Contraception Access Concerns
One particularly disturbing aspect of the proposed rule is that it would allow family planning clinics to offer only certain types of birth control, which could curtail access to more effective -- and sometimes more expensive -- methods, said Tom Dardarian, DO, president-elect, of the American College of Osteopathic Obstetricians & Gynecologists.
"The abortion rate is down, and the teen pregnancy rate is down; we can directly link these to the increased availability of IUDs," he said. "Unfortunately, IUDs are a little more expensive, so by pulling them away from patients who need them the most, we are doing them a huge disservice ... Also, there are some women who have certain medical conditions that preclude them from taking the standard oral contraceptive, so we need these women to have access to [other methods] like progestin-only [pills] or IUDs."

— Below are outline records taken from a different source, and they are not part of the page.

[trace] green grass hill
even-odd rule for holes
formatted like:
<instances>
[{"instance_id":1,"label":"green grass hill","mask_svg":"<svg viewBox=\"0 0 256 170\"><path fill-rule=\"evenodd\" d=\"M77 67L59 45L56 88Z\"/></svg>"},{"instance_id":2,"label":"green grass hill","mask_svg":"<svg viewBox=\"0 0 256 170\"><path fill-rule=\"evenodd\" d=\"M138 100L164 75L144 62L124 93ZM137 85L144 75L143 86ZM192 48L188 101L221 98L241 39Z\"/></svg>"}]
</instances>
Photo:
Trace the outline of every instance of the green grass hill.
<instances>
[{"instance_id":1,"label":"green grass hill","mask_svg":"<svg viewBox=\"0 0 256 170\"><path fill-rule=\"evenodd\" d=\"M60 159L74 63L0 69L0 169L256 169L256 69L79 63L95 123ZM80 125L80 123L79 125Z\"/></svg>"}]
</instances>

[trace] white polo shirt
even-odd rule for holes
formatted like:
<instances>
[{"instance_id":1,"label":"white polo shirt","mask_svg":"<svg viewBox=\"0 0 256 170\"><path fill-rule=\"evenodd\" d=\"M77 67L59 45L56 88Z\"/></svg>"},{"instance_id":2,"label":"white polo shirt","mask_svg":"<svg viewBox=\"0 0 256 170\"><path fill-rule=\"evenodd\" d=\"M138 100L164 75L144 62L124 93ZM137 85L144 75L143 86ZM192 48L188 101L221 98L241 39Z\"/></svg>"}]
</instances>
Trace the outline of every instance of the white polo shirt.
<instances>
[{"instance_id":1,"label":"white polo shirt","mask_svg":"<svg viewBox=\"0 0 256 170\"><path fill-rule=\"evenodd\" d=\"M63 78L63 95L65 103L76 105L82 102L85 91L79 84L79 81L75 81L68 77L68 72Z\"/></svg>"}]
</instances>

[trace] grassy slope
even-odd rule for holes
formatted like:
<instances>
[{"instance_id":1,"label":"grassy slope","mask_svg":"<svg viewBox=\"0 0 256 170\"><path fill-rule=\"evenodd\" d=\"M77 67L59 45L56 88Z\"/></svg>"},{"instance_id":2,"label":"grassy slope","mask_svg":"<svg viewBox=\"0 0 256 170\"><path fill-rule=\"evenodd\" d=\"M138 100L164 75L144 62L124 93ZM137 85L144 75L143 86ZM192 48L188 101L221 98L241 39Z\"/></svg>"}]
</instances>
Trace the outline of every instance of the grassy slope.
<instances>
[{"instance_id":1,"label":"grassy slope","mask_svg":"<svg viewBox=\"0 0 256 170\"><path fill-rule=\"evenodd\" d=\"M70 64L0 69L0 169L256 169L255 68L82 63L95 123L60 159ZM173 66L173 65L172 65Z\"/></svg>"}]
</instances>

The proposed changes to the rule will disproportionately affect minority women, said Mark Shahin, MD, a gynecologic oncologist in Abington, Pennsylvania, who was speaking for the Society for Gynecologic Oncology. The changes "will exacerbate social and economic disparities in access to care ... by leaving Title X patients, who are disproportionately black and Latino, without a source of care," he said.
"African-American women have higher mortality rates from breast and cervical cancer than any other group, so the proposed changes in Title X funding will adversely affect this population and take cancer screening away from women in our country who actually need it the most ... The women of America deserve better."
The proposed rule comes at the same time that HHS is ramping up its new division of Conscience and Religious Freedom, which is aimed at more strictly enforcing "conscience clauses" allowing clinicians to refuse to provide healthcare services that they have religious or moral objections to. "We're not exactly sure how [that new office] is playing into this ... but it's interesting that it was even felt that it was necessary," said Hal Lawrence, MD, ACOG executive vice president and CEO, during a question-and-answer session.
"Healthcare is healthcare, and it really is not religious based, it's healthcare-based, it's science-based and we have to be very careful when we start mixing those things," he said. "The founders of this country said we need to have separation of church and state; in healthcare, there is no question we need to have separation. We should all work to empower women to make decisions in their best interest and that are based on science."